Neste ano, o Grito dos Excluídos teve como tema “Vida em primeiro lugar” e como lema “Na defesa da Terra, da Paz e da Moradia, erguemos a voz: Mulheres Vivas e Soberania!”. A iniciativa reafirmou o compromisso da Igreja e das comunidades com a realidade daqueles que vivem situações de vulnerabilidade e exclusão social.
O Grito dos Excluídos é um espaço de mobilização e expressão popular que busca dar visibilidade às pessoas e comunidades que muitas vezes permanecem à margem das decisões sociais e políticas. Em Fortaleza, a edição deste ano levou às ruas do Jangurussu diferentes vozes que convergiram em torno da defesa da vida e dos direitos fundamentais.
Mais do que uma manifestação, o encontro foi marcado pela convivência entre comunidades, pela espiritualidade e pelo compromisso com a transformação da realidade. Faixas, cartazes, palavras de ordem e momentos de oração deram o tom da caminhada, que chamou a atenção para problemas enfrentados diariamente por milhares de pessoas.

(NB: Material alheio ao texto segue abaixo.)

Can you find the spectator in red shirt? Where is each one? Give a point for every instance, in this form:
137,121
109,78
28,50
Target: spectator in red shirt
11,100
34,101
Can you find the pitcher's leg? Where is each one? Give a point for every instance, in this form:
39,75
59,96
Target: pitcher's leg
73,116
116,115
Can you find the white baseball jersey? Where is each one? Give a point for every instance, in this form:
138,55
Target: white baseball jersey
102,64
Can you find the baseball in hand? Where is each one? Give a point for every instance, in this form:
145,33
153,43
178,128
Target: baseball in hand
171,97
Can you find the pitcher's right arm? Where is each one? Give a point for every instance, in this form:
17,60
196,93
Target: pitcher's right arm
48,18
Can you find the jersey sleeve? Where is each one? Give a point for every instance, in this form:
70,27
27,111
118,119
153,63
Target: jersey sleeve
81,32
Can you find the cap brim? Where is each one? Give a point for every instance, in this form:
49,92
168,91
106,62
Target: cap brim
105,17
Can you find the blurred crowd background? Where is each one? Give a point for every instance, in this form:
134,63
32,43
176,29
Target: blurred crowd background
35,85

Ao longo da manifestação, foram apresentados cinco eixos centrais, que expressaram as principais preocupações, desafios e esperanças das comunidades participantes.
As pautas evidenciaram a necessidade de fortalecer a luta por direitos, ampliar a participação popular e construir uma sociedade na qual a dignidade de cada pessoa seja respeitada.
Os eixos também ajudaram a destacar que as diferentes situações de exclusão estão interligadas. Questões como acesso à moradia, defesa do meio ambiente, promoção da paz, proteção das mulheres e garantia de direitos fazem parte de uma mesma realidade e exigem ações coletivas.
Ao final da caminhada, permaneceu o chamado para que comunidades, pastorais, movimentos e organizações continuem unidos na defesa da Terra, da paz, da moradia, dos direitos humanos e de uma vida digna para todos.